UCF Has an Elite Tight End Room and a Nasty Defense, but No Proven Runner
Our Top 50 · No. 33
2026-07-16 · Core College Football · team-outlook, 2026, big-12, ucf
UCF Has an Elite Tight End Room and a Nasty Defense, but No Proven Runner
UCF is a team of two identities in 2026: a defense that grades as one of the more physical units in the Big 12, paired with an offense anchored by an elite tight end room, and a running back group that grades near the bottom of the sport. Only thirty-four percent of last year's production returns, so this is largely a new roster learning to play alongside itself, but the pieces that are back are talented enough to point toward a winning season. The projection lands at 7-5, with a defense capable of controlling tight games and enough talent up front and at tight end to keep the offense on schedule while the ground game sorts itself out.
Elite tight ends and a defense built to hit
The best position group on the roster is tight end, which grades among the elite units in the country, a real weapon in a conference that leans on physical, ball-control football. The defense is right behind it. The defensive line, led by edge rusher Josh Dorsainvil and defensive end Thomas Collins, grades as a genuine strength, and the linebacker corps grades even higher, boosted by the arrival of Wisconsin transfer Tackett Curtis. The secondary is the deepest group on the roster, pairing safeties Antione Jackson and Jailen Duffie with cornerbacks Caleb Flagg and Jayden Bellamy, four players who give the back end real experience. Quarterback play also grades as a strength, with receiver Chris Domercant giving the passing game a legitimate outside target. Up front, the offensive line returns a cluster of proven starters, including centers Brady Wayburn and Colin Cook and guards Jabari Brooks and Shaheem Hill, and the staff added Michigan State transfer Cooper Terpstra to reinforce the interior.
The question: who runs the ball?
The obvious hole is at running back, which grades near the bottom of the sport, a stark contrast to almost everything around it. Landen Chambers is the clear lead option, but beyond him the room lacks proven production, and with just thirty-four percent of last year's snaps returning across the roster, UCF is counting on a lot of new pieces finding their footing at the same time.
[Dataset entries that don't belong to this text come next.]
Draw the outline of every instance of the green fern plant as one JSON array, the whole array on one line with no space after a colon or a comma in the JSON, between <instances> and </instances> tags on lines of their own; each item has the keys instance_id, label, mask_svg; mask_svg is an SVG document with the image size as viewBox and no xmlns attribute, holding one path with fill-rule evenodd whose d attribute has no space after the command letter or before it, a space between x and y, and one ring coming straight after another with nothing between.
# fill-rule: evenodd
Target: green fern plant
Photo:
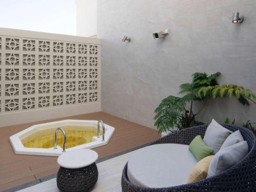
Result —
<instances>
[{"instance_id":1,"label":"green fern plant","mask_svg":"<svg viewBox=\"0 0 256 192\"><path fill-rule=\"evenodd\" d=\"M220 74L220 72L209 75L205 73L194 73L192 75L191 83L184 83L180 86L181 91L179 94L185 95L181 97L170 95L163 99L155 110L156 114L154 118L155 126L159 132L170 130L174 126L182 129L199 123L196 121L195 117L203 110L207 97L199 97L197 93L202 87L218 85L217 78ZM201 109L195 114L193 112L193 101L195 100L205 101ZM187 109L188 103L190 106Z\"/></svg>"},{"instance_id":2,"label":"green fern plant","mask_svg":"<svg viewBox=\"0 0 256 192\"><path fill-rule=\"evenodd\" d=\"M197 96L199 98L207 97L214 99L234 96L243 105L249 105L249 101L256 104L256 96L251 90L233 84L203 87L198 91Z\"/></svg>"}]
</instances>

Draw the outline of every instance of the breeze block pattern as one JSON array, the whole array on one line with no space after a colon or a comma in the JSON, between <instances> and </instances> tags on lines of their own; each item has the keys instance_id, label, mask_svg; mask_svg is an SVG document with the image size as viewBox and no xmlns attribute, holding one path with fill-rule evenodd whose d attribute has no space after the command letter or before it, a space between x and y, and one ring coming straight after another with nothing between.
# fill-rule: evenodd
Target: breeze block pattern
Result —
<instances>
[{"instance_id":1,"label":"breeze block pattern","mask_svg":"<svg viewBox=\"0 0 256 192\"><path fill-rule=\"evenodd\" d=\"M0 36L0 114L99 102L100 46Z\"/></svg>"}]
</instances>

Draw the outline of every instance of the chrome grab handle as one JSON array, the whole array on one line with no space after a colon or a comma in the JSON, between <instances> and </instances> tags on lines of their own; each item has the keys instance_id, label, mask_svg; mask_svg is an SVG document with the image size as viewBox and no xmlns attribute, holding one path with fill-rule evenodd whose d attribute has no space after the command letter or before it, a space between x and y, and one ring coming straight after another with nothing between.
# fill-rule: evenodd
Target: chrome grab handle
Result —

If the offensive line and tight ends can generate enough of a ground game to keep the passing attack honest, the defense should be good enough to cover for an offense still building its identity. If the run game never develops, UCF becomes one-dimensional against a Big 12 that has no shortage of physical fronts.
A schedule with more toss-ups than certainties
UCF is not favored in every game, and the schedule includes four true underdog spots: at Pittsburgh, at Houston, at Oklahoma State, and at home against BYU, the toughest test on the slate. Beyond those, the calendar is full of close calls rather than comfortable wins. Home games against TCU and Baylor, a road trip to Kansas, and a home date with Arizona State are all projected as near coin flips rather than sure things. That means the record likely comes down to execution in a handful of tight games rather than a soft schedule doing the work. Win most of the toss-ups and this is an eight or nine win team; lose them and it slides toward six.
Bottom line
UCF projects to 7-5 in the second year under its current coaching staff, carried by an elite tight end room, a physical front seven, and one of the deeper secondaries in the Big 12. The running back room is the clear soft spot, and how quickly it develops behind an improved offensive line will decide whether UCF settles at seven wins or pushes into nine. With four games decided by a possession or less on the schedule, this is a season that will be written in close, competitive football rather than blowouts.